With m = 4/3 and b = 1/3, the equation of the line is:

y = (4/3)x + 1/3

This is the equation of the line in slope-intercept form. The equation y = (4/3)x + 1/3 represents a line on the coordinate plane where the y value depends on the x value. The slope of 4/3 indicates that for every 3 units you move horizontally, the line rises 4 units vertically. The y-intercept of 1/3 signifies that the line crosses the y-axis at the point (0, 1/3). This equation allows us to find the y value for any given x value on the line. For example, if we plug in x = 0, we get y = 1/3, confirming the y-intercept. If we plug in x = 3, we get *y = (4/3)3 + 1/3 = 4 + 1/3 = 13/3. This equation is a fundamental tool in coordinate geometry and is used to describe and analyze linear relationships. It is also essential for solving systems of linear equations and finding intersections of lines. The slope-intercept form provides a clear and intuitive understanding of the line's properties and behavior.
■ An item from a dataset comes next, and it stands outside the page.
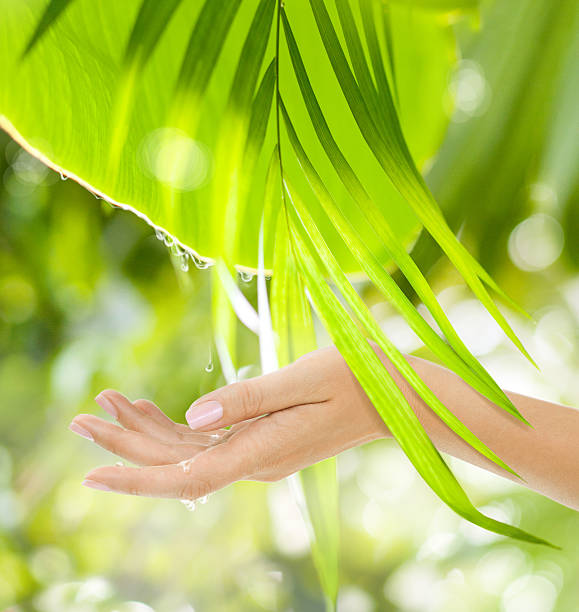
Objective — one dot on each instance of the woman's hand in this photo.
(310, 410)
Step 5: Convert to General Form

To convert the equation to general form, we want to eliminate the fractions and set the equation to zero. The general form is Ax + By + C = 0.
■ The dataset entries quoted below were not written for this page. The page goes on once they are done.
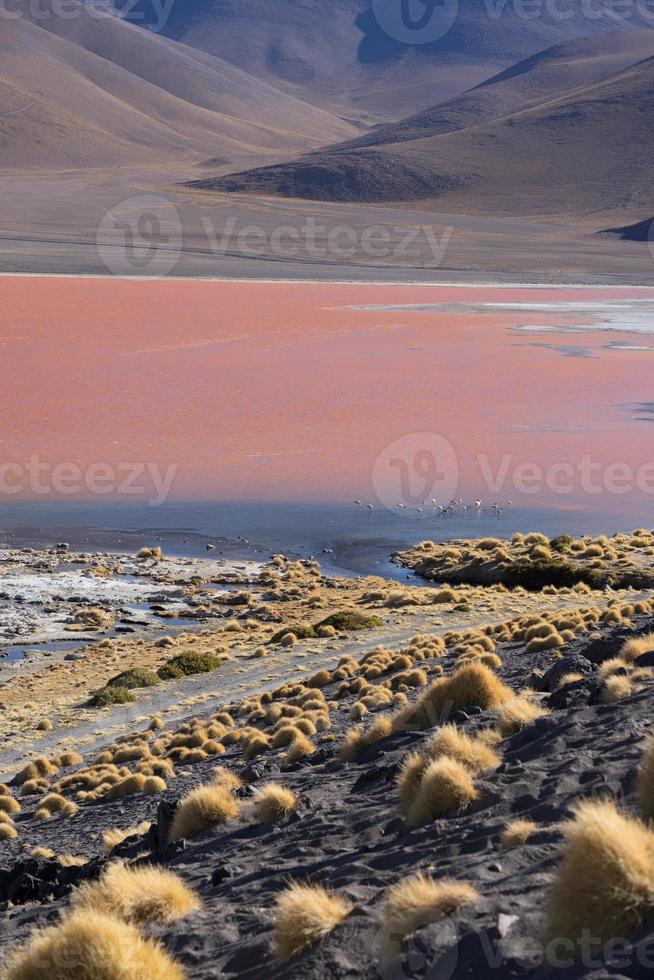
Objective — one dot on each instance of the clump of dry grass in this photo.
(36, 769)
(153, 785)
(473, 683)
(9, 805)
(605, 882)
(473, 753)
(418, 900)
(445, 788)
(517, 832)
(88, 945)
(69, 759)
(299, 747)
(304, 915)
(274, 802)
(127, 786)
(631, 649)
(203, 808)
(112, 838)
(138, 895)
Multiply the entire equation by 3 to get rid of the fractions:

3y = 4x + 1

Rearrange the equation to get the general form:

4x - 3y + 1 = 0

The general form of a linear equation is expressed as Ax + By + C = 0, where A, B, and C are constants, and x and y are variables. This form is particularly useful because it can represent any line, including vertical lines, which cannot be expressed in the slope-intercept form (y = mx + b). Converting the equation to general form involves eliminating fractions and rearranging the terms so that all terms are on one side of the equation, and the equation is set equal to zero. In our case, multiplying the equation y = (4/3)x + 1/3 by 3 gives 3y = 4x + 1. Rearranging this to fit the general form Ax + By + C = 0 results in 4x - 3y + 1 = 0. This form allows for easy comparison of different lines and is often used in solving systems of linear equations. It also provides a standardized way to represent linear equations, making it easier to work with them in various mathematical contexts. The general form is especially convenient when dealing with perpendicular lines, as the slopes of perpendicular lines are negative reciprocals of each other, and this relationship is more easily identified in the general form.

Conclusion

The equation of the line that contains the points A(2, 3) and B(5, 7) in slope-intercept form is y = (4/3)x + 1/3 and in general form is 4x - 3y + 1 = 0. So, none of the initial multiple-choice options were correct. Remember to always double-check your work, guys! Understanding how to derive and manipulate linear equations is crucial for success in mathematics and related fields. By mastering these fundamental concepts, you'll be well-equipped to tackle more complex problems and apply your knowledge in practical applications. Linear equations are the building blocks of many mathematical models and are essential for analyzing and predicting real-world phenomena. So, keep practicing and exploring the world of linear equations! The process we followed involves calculating the slope, finding the y-intercept, and then expressing the equation in both slope-intercept and general forms. This approach is systematic and can be applied to any two given points to find the equation of the line that passes through them.